Sir Harry Work Melville, chemist and administrator; born April 27, 1908, died June 14, 2000

Harry Melville, who has died in Buckinghamshire at the age of 92, scaled the heights of his chosen career in chemistry at an unusually early age.

Appointed a Fellow of the Royal Society when he was just 33, one of the youngest ever, he held the chair of chemistry at both Aberdeen and Birmingham universities, was principal of Queen Mary's College, Cambridge, and went on to become chairman of the Science Research Council.

Born and raised in Edinburgh, he was educated at George Heriot's School, Edinburgh University (where he was a Carnegie Scholar), and at Trinity College, Cambridge, where he was an Exhibitioner. At the age of 22 he was appointed a Fellow. His particular interest lay in polymer research and he became assistant director of the Colloid Science Laboratory.

In his twenties Harry Melville won the Institute of Chemistry's Meldola Medal and later gained the Royal Society's Davy Medal and the Colwyn Medal from the institution of the rubber industry.
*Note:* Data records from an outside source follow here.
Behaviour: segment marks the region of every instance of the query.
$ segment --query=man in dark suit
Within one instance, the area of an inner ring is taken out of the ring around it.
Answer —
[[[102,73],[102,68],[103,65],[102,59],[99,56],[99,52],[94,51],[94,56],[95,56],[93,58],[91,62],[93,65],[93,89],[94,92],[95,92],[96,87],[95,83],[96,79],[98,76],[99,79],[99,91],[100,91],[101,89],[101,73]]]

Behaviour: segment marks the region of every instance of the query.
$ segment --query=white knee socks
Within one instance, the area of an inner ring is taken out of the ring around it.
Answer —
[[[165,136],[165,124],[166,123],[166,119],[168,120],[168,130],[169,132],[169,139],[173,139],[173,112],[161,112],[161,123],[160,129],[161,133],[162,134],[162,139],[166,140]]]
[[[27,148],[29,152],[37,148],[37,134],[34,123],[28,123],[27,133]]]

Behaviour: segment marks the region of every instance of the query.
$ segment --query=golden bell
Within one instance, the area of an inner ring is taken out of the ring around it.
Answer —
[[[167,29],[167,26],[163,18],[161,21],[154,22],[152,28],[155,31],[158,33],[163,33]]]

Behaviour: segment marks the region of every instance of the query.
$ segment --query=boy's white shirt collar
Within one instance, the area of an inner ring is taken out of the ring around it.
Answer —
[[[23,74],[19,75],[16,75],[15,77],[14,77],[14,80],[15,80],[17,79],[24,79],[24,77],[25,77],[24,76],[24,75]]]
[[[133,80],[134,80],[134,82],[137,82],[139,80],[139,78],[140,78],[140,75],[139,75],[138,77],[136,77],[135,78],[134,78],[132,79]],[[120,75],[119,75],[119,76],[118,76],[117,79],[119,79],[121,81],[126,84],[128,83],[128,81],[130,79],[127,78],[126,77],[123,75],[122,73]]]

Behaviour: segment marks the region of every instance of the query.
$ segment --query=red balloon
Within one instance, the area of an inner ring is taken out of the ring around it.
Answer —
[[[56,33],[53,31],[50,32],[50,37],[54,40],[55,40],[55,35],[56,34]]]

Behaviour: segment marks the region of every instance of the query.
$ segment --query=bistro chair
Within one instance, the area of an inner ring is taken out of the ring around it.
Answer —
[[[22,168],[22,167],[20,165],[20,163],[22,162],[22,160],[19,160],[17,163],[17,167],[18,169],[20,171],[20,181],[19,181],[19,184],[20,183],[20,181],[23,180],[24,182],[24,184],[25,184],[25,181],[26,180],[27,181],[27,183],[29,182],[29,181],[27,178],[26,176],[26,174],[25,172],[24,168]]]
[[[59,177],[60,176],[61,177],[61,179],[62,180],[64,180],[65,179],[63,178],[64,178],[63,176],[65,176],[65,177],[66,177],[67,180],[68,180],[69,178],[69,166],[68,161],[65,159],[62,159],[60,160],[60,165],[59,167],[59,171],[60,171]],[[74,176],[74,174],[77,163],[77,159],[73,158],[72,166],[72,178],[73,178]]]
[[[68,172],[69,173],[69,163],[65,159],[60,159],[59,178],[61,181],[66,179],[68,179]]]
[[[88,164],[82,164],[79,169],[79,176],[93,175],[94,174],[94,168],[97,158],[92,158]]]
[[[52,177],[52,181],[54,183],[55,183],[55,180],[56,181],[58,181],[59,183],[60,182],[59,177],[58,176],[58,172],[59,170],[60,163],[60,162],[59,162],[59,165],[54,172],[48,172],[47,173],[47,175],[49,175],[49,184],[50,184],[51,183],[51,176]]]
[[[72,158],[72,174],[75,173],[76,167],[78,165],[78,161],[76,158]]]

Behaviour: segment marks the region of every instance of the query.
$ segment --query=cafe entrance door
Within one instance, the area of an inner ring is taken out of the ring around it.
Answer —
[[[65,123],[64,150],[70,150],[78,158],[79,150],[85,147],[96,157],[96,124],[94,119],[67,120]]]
The son of a brewer, his unusual middle name coming from his father's Orcadian forebears, Harry Work Melville gave no early indication of what he was later to achieve, the record at George Heriot's School crediting him with only ''average intelligence'' but remarking that he was: ''A fairly good worker, of quiet, unassuming manner, and always courteous.''

His civilian scientific career was interrupted by the outbreak of the Second World War and although only recently appointed Professor of Chemistry at Aberdeen University, he became scientific adviser to the chief superintendent of the government chemical warfare establishment at Porton Down.

It was in these laboratories that experiments were made with the deadly anthrax infection which was tested on the west Highland island of Gruinard. The soil there remained contaminated for over half a century and access to the island was, until recently, forbidden.

There followed, in 1943, the post of superintendent at the radar research station at Malvern. By this time at Aberdeen University Harry Melville was burdened with a travelling schedule that was, in itself, potentially exhausting, given the tribulations of rail travel in wartime: disrupted schedules, packed trains, and the black-out.

He referred to his weekly Monday morning departure south as the milk train, and such was the arduous nature of this wartime travel schedule that Aberdeen University's archive contains a report that he coped with it thanks to his ''tremendous energy and uncomplicated personality''.

Following three peacetime years at Aberdeen University, Professor Melville and his wife, Janet, whom he had married in 1942, travelled to Birmingham, where he had been appointed Mason Professor of Chemistry at the university. He remained there for eight years.

Service on many scientific and research bodies, including membership of the Nuclear Safety Advisory Committee, kept him at the forefront of his field and he travelled widely as a lecturer, visiting, among other places, Russia, Korea, Iraq, Japan, India, and Australia. He was knighted in 1958.

His travels, although on scientific business, allowed him to indulge his hobby of photography. He was also an occasional golfer.

President of the Plastics Institute during the 1970s, Sir Harry had honorary degrees showered upon him - an LLD at Aberdeen, a DCL at Kent, DSc at Exeter, Birmingham, Liverpool, Leeds, Heriot-Watt, and Essex, and a BTech from Bradford.

Sir Harry, who made his home in Buckinghamshire, leaves a widow, two daughters, and five grandchildren. A great-granddaughter was born the day after his death.